Op-Ed: APRA doubles down on cyber resilience warning – so, what now?

On the legislative side, Cyber Security Minister Tony Burke has introduced Australia’s first standalone Cyber Security Act, which would force critical infrastructure providers – including some financial services institutions (FSI) – to overhaul deficient risk management programs.

With the operating landscape changing so fast, FSI leaders need to understand the drivers, implications, and compliance strategies behind Australia’s enhanced regulatory regime.

Data risk driving resilience focus

Australia is not alone in mandating greater cyber resilience in its financial services sector. While APRA has highlighted the area as one of increased focus, more prescriptive guidance is needed on what “good” cyber resilience looks like.

VIEW ALL

Internationally, for example, the UK’s financial regulator has taken a more detailed approach. It has similarly highlighted cyber resilience as a key focus area and also introduced a March 2025 deadline for organisations under its purview to demonstrate the resilience of “important business services”.

Critically, these systems are stress-tested with simulated attacks to gauge the effectiveness of any resilience strategy.

While matching the pace of international regulatory action might be behind APRA’s increased focus, the reality of cyber activity on home soil can’t be ignored.

In the Office of the Australian Information Commissioner’s (OAIC) latest Notifiable Data Breaches report, the financial services sector experienced the third-highest number of data breaches in the first half of this year – behind only the healthcare and public sector.

It is clear that financial institutions are major targets of cyber attack groups. With international regulators taking the initiative to safeguard critical payment infrastructure, APRA would be remiss if it didn’t follow suit.

Implications for business leaders

The increased focus on cyber resilience marks an important shift. Rather than assume every attack can be thwarted, the regulatory focus on recovery highlights this is not the case. Whether through an extremely sophisticated adversary, or a simple act of human error, it is impossible to stop every single attack.

Organisations now need to adopt an “assumed breach mindset” and prove their ability to rapidly recover critical operations following an attack.

To do so, there are five key questions leaders need to rapidly answer in the event of an incident.

The first is, can we recover? This question can be hard to answer. Attackers know the only thing standing between them and a successful ransom is their victim’s backup data and recovery capability. In fact, recent research found that 99 per cent of organisations reported malicious actors attempting to impact data backups during a cyber attack.

After recoverability has been confirmed, the next question is, what do we recover? Understanding the full blast radius of an attack and exactly what data has been encrypted is key for recovery procedures to begin as soon as possible.
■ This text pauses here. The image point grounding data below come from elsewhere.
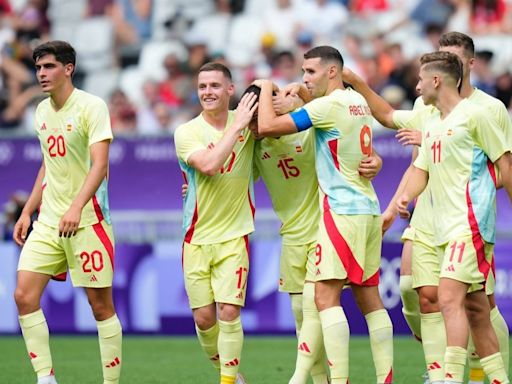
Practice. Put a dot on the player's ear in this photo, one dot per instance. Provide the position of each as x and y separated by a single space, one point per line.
231 89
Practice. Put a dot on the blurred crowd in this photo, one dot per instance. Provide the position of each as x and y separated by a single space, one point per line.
141 55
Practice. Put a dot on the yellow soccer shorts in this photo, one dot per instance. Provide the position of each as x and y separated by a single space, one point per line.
216 272
425 261
467 259
349 247
89 255
293 263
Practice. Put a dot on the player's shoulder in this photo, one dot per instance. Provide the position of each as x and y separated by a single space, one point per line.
485 100
88 99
The next question to answer is, how far back do you need to go to find a clean copy of that data? Finding a clean recovery point should also include a comprehensive scan of the backup data for indicators of compromise to ensure the organisation isn’t re-infected with the same malware.

While large-scale data encryption can severely disrupt operations, it is also important to know: what was stolen? Attackers increasingly opt for double extortion attacks where data is both encrypted and stolen. Knowing whether sensitive data was taken means impacted stakeholders can be notified as soon as possible.

The final, and perhaps most crucial, thing to know is, how long will it take? For business-critical systems, recovery plans need to be regularly tested, proven and documented, with automation supporting both simulated scenarios and the acceleration of actual recovery wherever possible.

If any of these are unknown, so, too, is the organisation’s ability to recover – not just from cyber incidents but also from outages, cloud instance failures, and even insider threats. These unknowns add to the time that will be needed to recover. The critical thing to consider is the tolerance of the business function to an extended outage.

Minimum viable business

Organisations should consider the “minimum viable business” (MVB) strategy to surpass current regulations and the stricter standards many expect in the future.

For FSI, this means maintaining core functions and services necessary for operational continuity during disruptions.

Banks, for example, might prioritise essential services such as claims, deposit, and withdrawal processing, payment systems, and basic lending. This ensures critical financial services remain available to customers, maintaining trust and stability in the financial system.

An MVB represents the smallest version of a business that still fulfils the critical value-generating activities while dealing with unexpected business interruptions.

The applications and data required to execute these functions would have greater protections and more sophisticated recovery plans to ensure they could be brought back online as soon as possible.

Ultimately, recent attacks and widespread outages have exposed the consequences of mass data loss. Minimising the impact of future attacks, particularly as geopolitical tensions rise, is a priority for regulators and legislators – so it should be a priority for business leaders, too.